OPEC’s new tagline is indeed all about restoring oil market stability and sustained stability in the global oil industry—these, OPEC says, are its main policy drivers.
While the organization is said to favor extending the deal throughout 2018, and as its leader Saudi Arabia continues to spray the market with its ‘whatever it takes’ promises, now major international oil companies—which have gone to hell and back after the oil price crash from 2014—are sounding the battle cry for the deal’s extension.
It’s not only OPEC economies that need oil market stability; Big Oil, too, needs a floor under oil prices, as it has planned for around-$50-oil in near-term budgets. And the higher the oil prices, the better the chances that major oil companies will be able to pay out dividends with proceeds from operating cash flow instead more borrowing.
“It is better to keep a stable policy and I think the OPEC and non-OPEC agreement is working efficiently and should continue,” Patrick Pouyanne, the chief executive of Total, told CNBC last week. The manager of one of Europe’s big oil companies believes that OPEC should give more visibility to the market to restrain the “huge volatility”.
On Friday, Total reported a solid set of Q3 results, but said that “Markets however should remain volatile given the uncertainties in supply, and inventories, while falling, remain high.”
“The pre-dividend organic breakeven for the Group (excluding acquisitions-divestments) will be below 30 $/b in 2017 and should continue to fall to 20 $/b in 2019,” Total noted.
BP chief executive Bob Dudley concurs with his colleague at Total and told CNBC: “I heard what Patrick said about the volatility of oil and the factors here and I couldn’t agree with him more… Short term exuberance does not characterize I think any of the CEOs that I know in oil and gas right now.”
Referring to OPEC extending the production cut deal, Dudley noted that “all the signs and signals to me are that they’re cohesive and I think it’s probable, although I don’t have any special insights, that they would extend their agreements.”

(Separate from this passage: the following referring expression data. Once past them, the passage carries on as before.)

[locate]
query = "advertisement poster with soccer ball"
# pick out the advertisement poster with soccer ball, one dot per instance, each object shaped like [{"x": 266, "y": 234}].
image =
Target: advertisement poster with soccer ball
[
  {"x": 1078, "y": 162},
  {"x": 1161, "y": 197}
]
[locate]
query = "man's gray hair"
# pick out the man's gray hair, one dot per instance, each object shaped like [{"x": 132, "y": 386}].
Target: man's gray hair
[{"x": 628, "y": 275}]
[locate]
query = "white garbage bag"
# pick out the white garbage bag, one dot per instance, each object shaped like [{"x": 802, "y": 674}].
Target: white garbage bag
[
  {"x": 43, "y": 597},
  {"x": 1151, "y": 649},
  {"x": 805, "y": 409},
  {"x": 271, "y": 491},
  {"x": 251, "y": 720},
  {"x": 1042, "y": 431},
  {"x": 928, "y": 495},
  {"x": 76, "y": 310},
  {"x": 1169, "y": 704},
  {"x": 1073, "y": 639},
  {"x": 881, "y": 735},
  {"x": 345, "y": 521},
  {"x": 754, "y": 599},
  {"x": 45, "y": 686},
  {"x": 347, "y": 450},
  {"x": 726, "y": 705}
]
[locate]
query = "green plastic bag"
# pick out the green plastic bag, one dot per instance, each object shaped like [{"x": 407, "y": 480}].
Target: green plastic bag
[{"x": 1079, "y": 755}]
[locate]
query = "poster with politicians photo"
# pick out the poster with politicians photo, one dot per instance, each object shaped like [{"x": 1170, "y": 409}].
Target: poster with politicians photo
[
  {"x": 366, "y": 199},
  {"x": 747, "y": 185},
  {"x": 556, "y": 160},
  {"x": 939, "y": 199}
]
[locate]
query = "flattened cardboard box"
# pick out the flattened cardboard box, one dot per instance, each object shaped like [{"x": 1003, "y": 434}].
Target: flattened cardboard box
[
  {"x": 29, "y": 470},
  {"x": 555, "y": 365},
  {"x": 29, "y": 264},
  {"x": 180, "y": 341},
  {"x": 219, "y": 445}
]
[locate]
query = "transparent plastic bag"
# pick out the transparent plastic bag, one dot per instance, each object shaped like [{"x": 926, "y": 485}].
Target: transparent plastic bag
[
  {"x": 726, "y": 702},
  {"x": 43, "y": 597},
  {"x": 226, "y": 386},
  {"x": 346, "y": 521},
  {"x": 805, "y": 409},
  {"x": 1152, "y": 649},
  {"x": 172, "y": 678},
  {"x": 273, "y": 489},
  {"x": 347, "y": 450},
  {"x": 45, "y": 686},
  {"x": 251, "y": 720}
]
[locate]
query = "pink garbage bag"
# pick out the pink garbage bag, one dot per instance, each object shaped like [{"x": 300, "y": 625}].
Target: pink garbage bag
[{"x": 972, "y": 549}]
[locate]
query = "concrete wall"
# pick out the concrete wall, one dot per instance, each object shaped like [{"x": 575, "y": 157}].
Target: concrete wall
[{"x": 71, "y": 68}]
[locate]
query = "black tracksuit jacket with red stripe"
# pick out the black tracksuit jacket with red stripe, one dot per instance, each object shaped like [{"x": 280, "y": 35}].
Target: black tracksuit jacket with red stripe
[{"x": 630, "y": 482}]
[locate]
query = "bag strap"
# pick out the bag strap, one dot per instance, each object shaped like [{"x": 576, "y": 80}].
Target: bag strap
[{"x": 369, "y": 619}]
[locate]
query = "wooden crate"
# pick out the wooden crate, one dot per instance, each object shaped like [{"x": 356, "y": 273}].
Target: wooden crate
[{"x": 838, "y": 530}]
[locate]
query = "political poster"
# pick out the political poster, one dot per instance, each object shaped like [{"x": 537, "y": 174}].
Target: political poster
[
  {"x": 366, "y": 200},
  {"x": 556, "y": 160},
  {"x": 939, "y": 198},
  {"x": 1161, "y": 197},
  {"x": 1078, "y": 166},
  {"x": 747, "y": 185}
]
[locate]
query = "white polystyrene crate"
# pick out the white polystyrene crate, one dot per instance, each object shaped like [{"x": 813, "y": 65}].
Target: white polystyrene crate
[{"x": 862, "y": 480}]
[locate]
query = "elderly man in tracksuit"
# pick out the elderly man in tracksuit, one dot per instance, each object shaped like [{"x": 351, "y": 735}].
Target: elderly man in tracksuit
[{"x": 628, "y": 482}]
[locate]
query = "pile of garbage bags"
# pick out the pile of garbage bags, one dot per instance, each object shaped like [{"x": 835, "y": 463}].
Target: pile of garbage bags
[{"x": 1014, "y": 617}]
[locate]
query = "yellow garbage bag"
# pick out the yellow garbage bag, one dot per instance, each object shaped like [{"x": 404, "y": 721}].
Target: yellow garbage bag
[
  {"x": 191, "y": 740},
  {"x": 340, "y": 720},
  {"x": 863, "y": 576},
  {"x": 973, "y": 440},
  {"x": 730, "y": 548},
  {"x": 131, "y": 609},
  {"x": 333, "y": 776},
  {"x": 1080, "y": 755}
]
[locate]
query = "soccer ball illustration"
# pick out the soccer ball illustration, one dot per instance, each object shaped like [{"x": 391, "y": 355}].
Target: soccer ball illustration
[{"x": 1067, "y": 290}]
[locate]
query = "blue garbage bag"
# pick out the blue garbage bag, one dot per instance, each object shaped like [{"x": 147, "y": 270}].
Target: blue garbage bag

BP is reporting Q3 figures on October 31, but at the Q2 results presentation in August Dudley said that BP was continuing to plan for a lower oil price world, and “I’m not expecting big shifts in prices anytime soon and a price of $50 a barrel looks like the right number to plan on for the rest of the decade.” What the lower-for-longer means for BP is that it must plan on consistently low oil prices. “Our break-even levels need to sit below $50 a barrel and, in about five years’ time, under $40 a barrel,” Dudley noted. Related: Analysts Raise Oil Price Forecasts
Claudio Descalzi, CEO of Italy’s Eni, also weighed in. “I think that OPEC need to keep this position,” Descalzi told CNBC. “It’s not just to balance supply and demand…but also to give an assurance to all the investors,” the manager noted. Eni places the ball squarely in OPEC’s court, saying that long-term investments need a body—in this case OPEC—that is “able to interact positively with the market to balance supply and demand.”
Last week Eni said in its Q3 results release that it expects to, in 2017, “achieve organic coverage of investments and dividends, entirely paid in cash, at a Brent price of 60$ a barrel as planned, or 45$ a barrel when taking into account our dual exploration model initiatives.” The dual exploration model means selling minority stakes in oil and gas fields to other operators, like Eni did with the giant gas discovery Zohr in the Mediterranean.
Big Oil has shaken off the worst of the oil price slump, and this year it has started generating more cash instead of burning it, in a sign that they have been adapting to the lower-for-longer oil prices. Nevertheless, Big Oil CEOs would welcome a stable floor under the price of oil and reduced volatility in the market.